這兄弟倆就這麼不尷不尬的相處了起來,只是,這百年的隔閡哪是幾句重話就能徹底抹平的?
米嵐失蹤了。
司藤第一時間就收到了米嵐戴的藤鐲傳回的訊息。
“這是針對你的圈套,你若是去了,便正中敵人下懷。”李蓮花攔住想要一同去的沈之衡“你必須留下來。”
司藤擔心米嵐,首接對著司徒威漣道“看好你大哥!”
“好嘞!保證,不讓他離開公館一步!”
沈之衡咬牙切齒地從齒縫中擠出三個字“沈之謙!”
“大哥,我打不過這藤妖!”司徒威漣這話說的極為認真,他是真的沒想到這什麼苡族居然如此強悍。

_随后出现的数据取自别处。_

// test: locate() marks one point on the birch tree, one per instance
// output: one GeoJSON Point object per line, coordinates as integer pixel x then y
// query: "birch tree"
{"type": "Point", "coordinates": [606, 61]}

說實在的,他現在一點都不擔心米嵐,反而更擔心踢到鐵板的沐梨花。
******
根據藤鐲提示,司藤輕鬆的就找到了沐梨花關押米嵐的地方。
令金稚幾人感到意外的是,她們不僅找到了米嵐,居然還找到了一個幾乎被折磨得不成人形的苡族。
“這……這沐梨花還吃人肉?”黑瞎子盯著那血肉模糊的慘狀,連說話都忍不住磕巴了一下。
那被囚禁的苡族實在太慘了,身上的傷口縱橫交錯,皮肉翻卷,說是凌遲也不為過。更讓人毛骨悚然的是,那些傷口新舊交疊,顯然不是一朝一夕造成的,而是被長期、反覆地割取血肉。
金稚下意識抓住張起靈的手,手心中滿是溼潤。
幾乎是一瞬間,她就想到了哥哥在格爾木的經歷,是不是……是不是也曾像眼前這般,被人當成血食肆意凌辱?
“沒有!”張起靈感受到了她指尖的顫抖,微微收緊了手掌,將那隻冰涼的小手牢牢包裹在掌心,用只有兩人能聽見的聲音低語“稚稚,我很好。”
黑瞎子此刻表情也冷了下來,啞巴曾經的遭遇是小祖宗揮之不去的夢魘,同樣也是他心底不可觸碰的逆鱗。
“你……你是司藤!”那個奄奄一息的苡族艱難地抬起頭,渾濁的雙眼死死盯著司藤。
“我是。”司藤居高臨下地看著她,清冷的聲音裡聽不出任何情緒。
“哈哈哈哈……好!好!你來得好!”那苡族突然淒厲地笑了起來,虛弱的身軀裡爆發出濃烈的恨意“吞噬我!司藤,你吞噬我!我情願死在你的手裡,也不要再被那個賤人如此作踐!幫我殺了她!我知道你可以的!殺了她!殺了那個賤人,她吃了我的夫君!”
“還有哪些玄門的畜生!是他們!是他們把我和我夫君賣給這個賤人的!殺了他們,替我殺了玄門那幫畜生!”
李蓮花嗅著空氣中血腥氣以外的淡淡草藥氣息“她是延齡草。”
其實延齡草的功效雖然有很多,可是所謂的延齡不過就是延緩身體衰老,若是沐梨花打的是藉此延長壽命的主意,怕是痴心妄想了。
司藤看向延齡草“我幫你復仇,但是我要你的精元。”
幾乎一瞬間,在場的人都明白司藤要這精元做什麼,是為了米嵐。
“好!”延齡草回答的毫不猶豫
司藤幾乎是一瞬間出手,就取出了延齡草的精元,延齡草瞬間消散。